LONDON (Reuters) - Shares in British tech firm Micro Focus plunged on Tuesday after revenues at Hewlett-Packard Enterprise's software business, which it is buying, fell in the last quarter.
Micro Focus, which specializes in maintaining and upgrading older software systems, said revenues at HPE's software business fell around 10 percent in the last quarter, which it said was disappointing but not unusual given the degree of change in the business.
Its shares dropped as much as 13 percent, and were last down 7.6 percent, the biggest faller on the blue chip FTSE 100.
They had hit a record high on Monday, after rallying 35 percent since the British company struck a $8.8 billion deal in September to buy HPE's software business, catapulting it into the top tier of European tech companies. [nL1N1BJ18F]
"Whilst the short-term decline in license is disappointing it is not unusual given the level of change being undertaken," Micro Focus's Executive Chairman Kevin Loosemore said in a statement.
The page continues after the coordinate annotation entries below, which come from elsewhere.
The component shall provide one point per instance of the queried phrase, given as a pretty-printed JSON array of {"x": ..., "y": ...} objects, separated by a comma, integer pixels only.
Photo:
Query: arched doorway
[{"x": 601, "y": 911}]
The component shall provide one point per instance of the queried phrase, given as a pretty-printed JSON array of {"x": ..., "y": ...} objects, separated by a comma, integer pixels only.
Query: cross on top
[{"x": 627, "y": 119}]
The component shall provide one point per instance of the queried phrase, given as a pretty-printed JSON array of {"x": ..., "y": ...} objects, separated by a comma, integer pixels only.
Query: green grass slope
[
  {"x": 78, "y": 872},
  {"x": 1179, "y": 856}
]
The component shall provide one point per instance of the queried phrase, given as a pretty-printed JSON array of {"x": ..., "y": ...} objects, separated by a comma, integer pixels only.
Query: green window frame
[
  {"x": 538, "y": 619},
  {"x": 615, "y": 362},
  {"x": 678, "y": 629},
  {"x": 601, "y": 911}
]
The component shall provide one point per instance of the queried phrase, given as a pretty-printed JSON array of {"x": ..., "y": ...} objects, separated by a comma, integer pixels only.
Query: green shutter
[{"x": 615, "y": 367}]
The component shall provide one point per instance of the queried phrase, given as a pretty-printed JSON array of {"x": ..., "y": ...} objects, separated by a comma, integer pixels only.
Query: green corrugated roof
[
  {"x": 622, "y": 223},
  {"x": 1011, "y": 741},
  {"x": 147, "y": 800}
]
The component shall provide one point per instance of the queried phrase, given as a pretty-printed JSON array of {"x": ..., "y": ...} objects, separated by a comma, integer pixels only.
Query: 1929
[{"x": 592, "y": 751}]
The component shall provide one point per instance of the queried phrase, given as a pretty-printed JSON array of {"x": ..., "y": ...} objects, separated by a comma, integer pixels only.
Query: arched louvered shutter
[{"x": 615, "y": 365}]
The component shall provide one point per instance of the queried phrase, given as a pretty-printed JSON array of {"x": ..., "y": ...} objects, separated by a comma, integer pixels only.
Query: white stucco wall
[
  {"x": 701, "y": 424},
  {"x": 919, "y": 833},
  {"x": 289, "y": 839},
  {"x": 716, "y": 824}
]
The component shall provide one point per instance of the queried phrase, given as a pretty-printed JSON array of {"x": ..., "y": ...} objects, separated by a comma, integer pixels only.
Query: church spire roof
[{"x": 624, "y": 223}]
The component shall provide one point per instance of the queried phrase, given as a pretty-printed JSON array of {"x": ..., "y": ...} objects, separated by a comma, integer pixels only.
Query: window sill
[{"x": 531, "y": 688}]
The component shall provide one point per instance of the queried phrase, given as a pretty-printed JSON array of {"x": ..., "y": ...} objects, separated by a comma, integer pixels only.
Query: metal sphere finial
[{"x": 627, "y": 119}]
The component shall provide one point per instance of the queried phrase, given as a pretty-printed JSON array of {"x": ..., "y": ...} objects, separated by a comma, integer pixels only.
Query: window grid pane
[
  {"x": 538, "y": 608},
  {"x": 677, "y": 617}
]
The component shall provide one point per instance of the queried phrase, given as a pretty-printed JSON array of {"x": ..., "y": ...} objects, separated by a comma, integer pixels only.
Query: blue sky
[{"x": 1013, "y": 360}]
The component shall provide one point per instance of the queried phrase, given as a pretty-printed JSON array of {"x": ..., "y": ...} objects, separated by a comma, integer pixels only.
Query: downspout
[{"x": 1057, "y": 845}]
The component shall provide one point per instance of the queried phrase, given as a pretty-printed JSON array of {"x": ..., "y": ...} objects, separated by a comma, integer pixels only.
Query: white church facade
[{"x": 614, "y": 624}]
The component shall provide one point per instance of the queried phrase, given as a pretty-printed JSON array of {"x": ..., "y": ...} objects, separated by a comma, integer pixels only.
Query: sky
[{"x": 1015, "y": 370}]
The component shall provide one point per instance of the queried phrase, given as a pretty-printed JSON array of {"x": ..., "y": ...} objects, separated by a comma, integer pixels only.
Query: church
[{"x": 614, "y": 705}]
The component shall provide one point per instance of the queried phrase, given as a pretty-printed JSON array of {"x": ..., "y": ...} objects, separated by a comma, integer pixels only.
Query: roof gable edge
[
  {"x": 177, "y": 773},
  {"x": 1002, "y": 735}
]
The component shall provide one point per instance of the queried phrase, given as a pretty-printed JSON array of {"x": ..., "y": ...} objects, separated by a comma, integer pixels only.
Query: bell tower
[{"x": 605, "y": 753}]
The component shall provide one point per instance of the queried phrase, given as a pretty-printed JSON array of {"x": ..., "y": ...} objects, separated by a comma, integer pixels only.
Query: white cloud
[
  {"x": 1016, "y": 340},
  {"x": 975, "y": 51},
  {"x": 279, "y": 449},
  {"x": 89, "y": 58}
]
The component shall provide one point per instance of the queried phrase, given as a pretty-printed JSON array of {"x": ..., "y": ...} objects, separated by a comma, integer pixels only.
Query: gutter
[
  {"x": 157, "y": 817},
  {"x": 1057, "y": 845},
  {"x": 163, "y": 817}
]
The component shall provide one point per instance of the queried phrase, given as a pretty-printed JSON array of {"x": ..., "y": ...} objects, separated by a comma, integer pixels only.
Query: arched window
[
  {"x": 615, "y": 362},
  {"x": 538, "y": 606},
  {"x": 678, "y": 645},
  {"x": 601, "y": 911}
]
He said he was encouraged by the early progress that HPE Software's management was making on implementing operational efficiencies.
Analysts at Citi said that HPE Software's quarterly performance was disappointing, although it expected Micro Focus to change the emphasis of the business.
"Whilst we are still waiting for finer details on the mix between Licence and Professional Services we believe this does pose questions on the end market dynamics and rate of decline for the acquired HPE Software business," the analysts said in a note.
"We expect the decline in HPE Software revenues will introduce some uncertainty around medium term revenue growth."
Micro Focus said it would convene a general meeting to request approval of the transaction shortly, and shareholders will also be asked to approve a $500 million return of value, approximately $2.09 per share.
Micro Focus said its revenue for the year to end-April was expected to be within its guidance of flat to down 2 percent on a pro-forma constant currency basis.